TOULOUSE, France — Jean-Marc Fournier est un homme politique «quand même influent» qui a exercé son action de façon «constante et sérieuse, approfondie», à propos de la place du Québec dans le Canada.

C’est ce qu’a déclaré le premier ministre Philippe Couillard, mardi, pour saluer la contribution de son ministre «au Québec et au Canada».

Ce vétéran libéral, ministre des Affaires canadiennes et leader parlementaire du gouvernement, a annoncé lundi qu’il ne se représentera pas aux prochaines élections le 1er octobre. Il avait été élu pour la première fois au scrutin général de 1994.

En mission en France pour une semaine, le premier ministre n’a pas tari d’éloges pour celui qui était reconnu comme un fin stratège et qui avait été un des artisans de la victoire de M. Couillard aux élections de 2014, pour avoir fait la campagne à ses côtés.

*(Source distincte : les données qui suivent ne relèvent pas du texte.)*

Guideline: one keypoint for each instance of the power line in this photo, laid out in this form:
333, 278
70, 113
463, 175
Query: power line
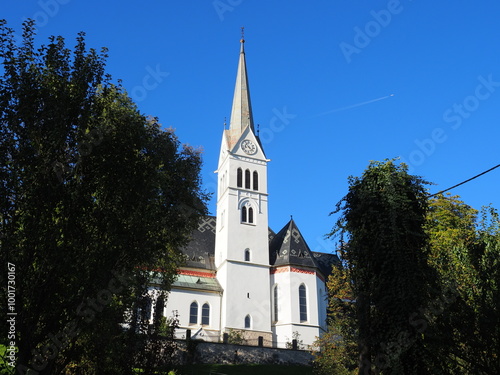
463, 182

Il a notamment salué son travail sur le front constitutionnel, entre autres pour avoir largement contribué à la position constitutionnelle du gouvernement libéral adoptée l’an dernier.

«Il faut saluer la contribution de Jean-Marc Fournier, non seulement pour le Parti libéral du Québec, mais pour le Québec et le Canada», a-t-il déclaré mardi midi en point de presse, en marge de la visite des installations d’Airbus à Toulouse.

«C’est un homme politique quand même influent» qui a exercé son action de façon «constante et sérieuse, approfondie, notamment à propos de la place du Québec dans le Canada», a-t-il poursuivi.

M. Couillard lui a reconnu «l’élégance» d’avoir dit qu’il voulait du sang neuf dans les rangs du PLQ, une volonté normale pour une formation politique, selon le premier ministre.

Il a également dit qu’il avait avec son ministre une «excellente relation de travail» et qu’il était un «homme formidable sur le plan humain».

M. Couillard s’est d’ailleurs réjoui que son collègue fasse savoir qu’il fera la prochaine campagne électorale à ses côtés en septembre.

Élu pour la première fois député de la circonscription de Châteauguay en septembre 1994, après une tentative ratée de se faire élire au fédéral en 1988, il aura d’abord été pendant quatre ans porte-parole de l’opposition officielle en matière d’affaires intergouvernementales canadiennes, puis leader adjoint de l’opposition officielle.

Au cours de sa carrière, il aura occupé les fonctions de ministre de l’Éducation, des Affaires municipales, du Revenu et de la Justice.

En 2008, il avait annoncé qu’il ne solliciterait pas de nouveau mandat, affirmant avoir besoin de recul. Il sera finalement réélu en 2010 lors d’une élection complémentaire dans Saint-Laurent, circonscription qu’il a conservée lors des deux élections suivantes.

Dans la foulée de l’élection de 2012 qui a brièvement porté le Parti québécois au pouvoir, M. Fournier a également agi à titre de chef de l’opposition officielle par intérim.

M. Fournier avait déjà amorcé une réflexion quant à son avenir politique l’an dernier, lorsqu’il avait été éclaboussé par des allégations du chef du syndicat des policiers de Montréal, Yves Francoeur. Il avait déclaré que M. Fournier et l’ancien ministre Raymond Bachand avaient échappé à une enquête criminelle pour fraude et trafic d’influence.

À la suite d’une enquête, la Sûreté du Québec avait toutefois jugé que ces allégations étaient non fondées.

Interrogé à ce sujet par les journalistes, lundi, Jean-Marc Fournier a admis que l’affaire a fait partie de sa réflexion.

Le départ de M. Fournier s’ajoute à celui confirmé récemment de la ministre de la Justice, Stéphanie Vallée, qui avait annoncé vouloir quitter à la fin de son mandat, pour des raisons personnelles et familiales.

Les députés Guy Hardy (Saint-François), Karine Vallières (Richmond), Pierre Reid (Orford) et André Drolet (Jean-Lesage) ont déjà annoncé qu’ils ne solliciteraient pas un autre mandat.